Hi Jerry and Steve,
Well I know 42 is the answer to the ultimate question of the universe so this
must be OK. I just don't know what the question is.
OK and thanks,
Jerry
+#define CONSTR_LEN_MAX 42
Actually, I was wondering about the choice myself. With
most common hardware having fairly robust L1 and L2 cache
sizes, a double precision array constructor with 42
elements only occupies 336 bytes. Seems small.
Well, the answer is that I didn't know how to chose a reasonable
constant. I now actually ran some benchmarks using rdtsc, and
these seem to indicate that the optimum value for CONST_LEN_MAX
is actually quite short, 3 or 4, otherwise I just got a slowdown
or a break even.
So, I committed (r253872) with a length of 4 as a limit. If anybody
comes up with a better number, we can always change this.
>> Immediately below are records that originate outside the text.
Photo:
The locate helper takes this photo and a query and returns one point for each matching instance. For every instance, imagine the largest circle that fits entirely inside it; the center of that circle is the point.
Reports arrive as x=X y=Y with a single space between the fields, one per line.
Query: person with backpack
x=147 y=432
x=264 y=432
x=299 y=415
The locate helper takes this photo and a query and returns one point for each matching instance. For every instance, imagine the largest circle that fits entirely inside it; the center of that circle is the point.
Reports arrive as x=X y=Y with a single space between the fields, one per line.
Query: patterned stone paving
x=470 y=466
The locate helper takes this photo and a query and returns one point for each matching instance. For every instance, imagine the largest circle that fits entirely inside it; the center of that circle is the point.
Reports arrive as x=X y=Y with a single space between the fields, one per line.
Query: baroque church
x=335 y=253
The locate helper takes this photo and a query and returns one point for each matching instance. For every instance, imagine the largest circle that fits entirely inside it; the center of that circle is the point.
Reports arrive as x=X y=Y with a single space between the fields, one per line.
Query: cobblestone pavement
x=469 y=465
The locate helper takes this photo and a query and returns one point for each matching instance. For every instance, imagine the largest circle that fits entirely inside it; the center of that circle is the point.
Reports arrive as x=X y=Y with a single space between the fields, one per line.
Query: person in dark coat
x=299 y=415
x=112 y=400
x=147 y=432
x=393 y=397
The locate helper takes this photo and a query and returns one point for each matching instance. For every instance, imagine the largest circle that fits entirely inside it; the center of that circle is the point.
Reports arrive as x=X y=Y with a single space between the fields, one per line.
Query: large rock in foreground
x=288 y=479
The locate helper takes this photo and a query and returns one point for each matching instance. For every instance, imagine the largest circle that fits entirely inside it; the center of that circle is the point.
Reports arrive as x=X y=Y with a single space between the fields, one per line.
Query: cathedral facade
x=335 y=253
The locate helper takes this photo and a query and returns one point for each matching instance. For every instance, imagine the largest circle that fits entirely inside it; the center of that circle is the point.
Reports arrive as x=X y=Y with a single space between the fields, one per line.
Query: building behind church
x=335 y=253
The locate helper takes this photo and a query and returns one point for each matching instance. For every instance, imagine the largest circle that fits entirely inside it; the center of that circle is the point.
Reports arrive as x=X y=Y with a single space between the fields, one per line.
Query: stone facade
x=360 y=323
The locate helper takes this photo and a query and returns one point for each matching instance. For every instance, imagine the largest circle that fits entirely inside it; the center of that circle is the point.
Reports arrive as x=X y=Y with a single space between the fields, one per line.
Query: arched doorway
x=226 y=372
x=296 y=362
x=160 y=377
So, thanks for the review and the comments.
Regards
Thomas
If somebody wants to check, here is the test case:
main.f90:
module tick
interface
function rdtsc()
integer(kind=8) :: rdtsc
end function rdtsc
end interface
end module tick
program main
use tick
use tst
implicit none
integer(8) :: t1, t2
t1 = rdtsc()
call sub1(2.0)
t2 = rdtsc()
! print *,"sub1 : ", t2-t1
t1 = rdtsc()
do i=1,10000
call sub1(2.0)
end do
t2 = rdtsc()
print *,"sub1 : ", t2-t1
t1 = rdtsc()
do i=1,10000
call sub2(2.0)
end do
t2 = rdtsc()
print *,"sub2 : ", t2-t1
end program main
tst.f90:
module tst
integer, parameter :: n=4
real, dimension(n) :: x
real, dimension(n), parameter :: s = [(i,i=1,n)]
contains
subroutine sub1(a)
real, intent(in) :: a
x(1) = a * 1.0
x(2) = a * 2.0
x(3) = a * 3.0
x(4) = a * 3.0
end subroutine sub1
subroutine sub2(a)
x(:) = a * s(:)
end subroutine sub2
end module tst
rdtsc.s:
.file "rdtsc.s"
.text
.globl rdtsc_
.type rdtsc_, @function
rdtsc_:
.LFB0:
.cfi_startproc
rdtsc
shl $32, %rdx
or %rdx, %rax
ret
.cfi_endproc
.LFE0:
.size rdtsc_, .-rdtsc_
.section .note.GNU-stack,"",@progbits